Os fragmentos desse caso ilustram o paradoxo da inclusão/exclusão que opera atualmente no contexto escolar. Assim, ao lidar com o outro desviante esse ambiente se aferra em um discurso assistencialista e paternalista que destaca a "doença", sendo que essa visão acaba por contribuir para a formação de mecanismos que excluem o próprio sujeito e sua singularidade. Pode-se entrever esse paradoxo, por exemplo, na recusa da escola de transmitir conhecimentos ao aluno e optar, apenas, por sua "adaptação" no ambiente escolar.

Assim, interessa-nos pensar, a partir do caso dessa criança, o efeito do processo de segregação pautado na certeza que advém de um dignóstico médico na subjetividade dos sujeitos que, na idade escolar, ainda não têm um estrutura psíquica definida, conforme indica Legnani (2003). Uma vez que, tendo por base o referencial psicanalítico, pode-se entender a posição subjetiva de Felipe dentro de um "estado limite", ou seja, mediante um raciocínio clínico estrutural, ter-se-ia uma estrutura que se encontra indefinida, que ainda bordeja as estruturas clínicas de neurose, psicose e perversão.

Em nossa concepção, as atuações de Felipe eram um pedido de ajuda, como nos ensinam as formulações winnicottianas. Nossa intervenção perpassou, portanto, os contextos escolares, nos quais tentamos abrir um "furo" gerador de espaços de contradições na produção discursiva "fechada", "maciça" que Felipe era portador de uma doença genética incurável; também fazíamos uma escuta da mãe e horas de jogo com a criança. A direção do tratamento, de forma geral, era a de "descolar" Felipe dessa posição de assujeitamento a fim de evitar que ele caísse definitivamente no fantasma materno, ratificado diariamente pelo contexto escolar de que se tornaria um "marginal".
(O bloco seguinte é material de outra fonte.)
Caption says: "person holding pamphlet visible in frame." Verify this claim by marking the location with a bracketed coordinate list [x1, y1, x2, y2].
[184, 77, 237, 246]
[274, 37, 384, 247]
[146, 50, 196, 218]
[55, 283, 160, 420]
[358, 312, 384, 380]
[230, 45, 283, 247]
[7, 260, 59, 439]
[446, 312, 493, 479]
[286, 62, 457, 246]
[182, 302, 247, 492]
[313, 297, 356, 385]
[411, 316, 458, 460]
Procuramos demonstrar e ilustrar com esse caso o peso das experiências escolares no desencadeamento e aprofundamento dos quadros psicopatológicos das crianças que desviam do padrão quando o contexto escolar, não cumpre com a sua função e, a partir de um discurso determinista e reducionista, não possibilita ao educando se apropriar dos valores culturais, retendo-o em um "limbo" mortífero e asfixiante.

 

Referências Bibliográficas

CABAS, A G (1988) . A função do falo na loucura. São Paulo, SP. Ed. Papirus.

CLASSIFICAÇÃO INTERNACIONAL DE DOENÇAS (CID 10) - Transtornos da Infância e da Adolescência (1993). In: CID 10. Classificação de Transtornos Mentais e de Comportamento da CID 10: Descrições Clínicas e Diretrizes Diagnósticas. Porto Alegre, RS. Ed. Artes Médicas. ( pp. 260-265).

LEGNANI, V. N. (2003) Transtorno de Déficit de Atenção e Hiperatividade: Um estudo psicanalítico.. Tese de Doutorado. Instituto de Psicologia, UnB, Brasília, DF.

ROSENBERG, M. S. (2000) Provocando inconsciente. Questões sobre o diagnóstico na clínica psicanalítica. Estados Gerais da Psicanálise, 2000. Disponível em:

WINNICOTT, D. T. ( 2002) Privação e delinqüência. São Paulo, SP. Ed. Martins Fontes.